Bobby L. Person, Individually and on Behalf of All Otherssimilarly Situated, Plaintiff-appellee v. Stephen S. Miller, Defendant-appellant,andcarolina Knights of the Ku Klux Klan, an Unincorporatedassociation, Jerry Michael Lewis, Joan Short, Gregory Short,cecil Cox, Gordon Ipock, Jeff Cartrett, Robert Stoner, Vincewitt, Tommy Driggers, Boyd Maloney, Beauford Ogle, Tonyhendricks, Culbert Wilkerson, Sterling Henson, Richardpounder, Ken Penley, Ricky Nunnery, Tony Sheldon, Jeffjohnston, Defendants, 870 F.2d 655 (4th Cir. 1989)Annotate this Case
Submitted Jan. 30, 1989. Decided March 2, 1989
Stephen S. Miller, appellant pro se.
James C. Fuller, Jr., Thorp, Fuller & Slifkin, PA, M. Travis Payne, Edelstein & Payne, Samuel Thomas Currin, Office of the U.S. Attorney, Morris S. Dees, Jr., The Southern Poverty Law Center, for appellee.

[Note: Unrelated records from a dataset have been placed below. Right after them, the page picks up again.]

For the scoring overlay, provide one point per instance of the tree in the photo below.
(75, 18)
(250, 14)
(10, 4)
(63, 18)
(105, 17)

Before DONALD RUSSELL, PHILLIPS, and SPROUSE, Circuit Judges.
Stephen Miller appeals the jury verdict finding him in criminal contempt for having violated a court order prohibiting Glen Miller, the Carolina Knights of the Ku Klux Klan (and its successor, the White Patriot Party) and their agents, servants, employees, assigns, and successors from operating a paramilitary organization and doing other acts prohibited by N.C.Gen.Stat. Sec. 14-288.20(b) (1).* Stephen Miller argued at trial and maintains on appeal that he could not be found in criminal contempt of an order entered in an action to which he was not a party and which he did not know reached his activities. We reject this contention and affirm his conviction.
Under Fed. R. Civ. P. 65(d) court orders are binding upon "the parties to the action, their officers, agents, servants, employees, and attorneys, and upon those persons in active concert or participation with them who receive actual notice of the order by personal service or otherwise." Nonparties bound by a court order may be found in criminal contempt of it if they have actual knowledge of the order. United States v. Baker, 641 F.2d 1311, 1315 (9th Cir. 1981); United States v. McAndrew, 480 F. Supp. 1189 (E.D. Va. 1979). The evidence that Stephen Miller was second-in-command of the White Patriot Party and that he called the order a joke and stated the organization would continue right on by changing its name sufficiently established his concert and participation with the named parties and his knowledge of the order.
Review of the record reveals more than sufficient evidence on which the jury could find that Stephen Miller willfully violated the court's order by operating a paramilitary organization and training its members in the use of firearms and explosives intending that the same would be used in furtherance of civil disorder. The remaining contentions raised by Stephen Miller on appeal are either without merit for reasons stated in Person v. Miller, 854 F.2d 656 (4th Cir. 1988), or frivolous.
We accordingly affirm the judgment of conviction and dispense with oral argument because the dispositive issues recently have been decided authoritatively.
Section 14-288.20(b) (1) provides that a person is guilty of a felony if he
[t]eaches or demonstrates to any other person the use, application, or making of any firearm, explosive or incendiary device or technique capable of causing injury or death to persons, knowing or having reason to know or intending that the same will be unlawfully employed for use in, or in furtherance of, a civil disorder.